Beyond the pitch, things don't get that much more traditional. For starters, the sprites in Nintendo World Cup don't appear to have been designed with football games in mind. Players walk around with their fists raised - with good reason, obviously, since they could quite easily die during a penalty - as if they'd rather be harassing some uber-mulleted pork chop in one of the primitively-rendered back alleys of River City Ransom or Double Dragon. (St. Wikipedia tells me that some of the sprites were actually used in River City Ransom incidentally, as it was another game in the company's infamously loveable kunio-kun series from which Nintendo World Cup was born. I think the Super Shot effect, meanwhile, makes it into at least two of the possible endings in Heavy Rain.)

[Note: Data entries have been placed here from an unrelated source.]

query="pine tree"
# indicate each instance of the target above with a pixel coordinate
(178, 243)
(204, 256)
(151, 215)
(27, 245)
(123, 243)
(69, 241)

Another thing that's a little odd is that you're cast in a specific role on the pitch, and then you stay in that role for the entire duration of the match. None of this Quantum Leap-style hopping from one body to the next as the game follows the ball across the grass (or ice, obv). No concessions to playability at all, in fact. Instead, the developers wanted to explore the loneliness, perhaps, of the defender who gets left behind - even if that meant that he ended up off-screen for much of the game. They wanted players to experience what it felt like to power through a condensed 90 minutes of football action with the football itself making only the most fleeting of cameo appearances, like Marlon Brando turning up for the start of Superman.

The save code system was a delight to reverse-engineer, meaning you too could take Cameroon to the finals.

Okay, it was probably more like Steven Seagal popping in for the first 15 minutes of Executive Decision. Nintendo World Cup wasn't an A-team effort, I'm guessing. That said, its thuggish quirks lend it a lot of violent character that I've tended to miss in other, better football games. It was the sole reason for me to dust off the NES's four-player adapter, so I could catch occasional glimpses of a ball singing past my head in the company of three friends, and it was included on a combo cartridge my console came with, wedged in alongside Tetris and Super Mario Bros, so I had to wring as much fun from it as I could.

Even back then, my sister and I were able to detect that Technos' game didn't entirely belong in such rarefied company, but we played it all the same. We played it because that's what you do when your combined pocket money will probably allow you to purchase another videogame somewhere around the year 2056, and when you know you still won't be able to agree on what to buy when that day comes anyway. We played Nintendo World Cup because it was one of three options we had, and because we very occasionally got tired of the other two.

I'm grown up now, of course, and I can buy all the games I want, but it's still nice to bust out Technos' bizarre sporting effort on occasion. Joseph Heller once said - I'm paraphrasing - that it's a tragedy that literature students tend to go through three years of university reading nothing but classics, because it means they never get to put those great works in context by ploughing through a few choice duds as well. All its other charming oddities aside, then, Nintendo World Cup is a delight because it's exactly that: it's a choice dud that makes the genuine masterpieces of the 8-bit era seem even more astonishing.

And it lets you kill the other players.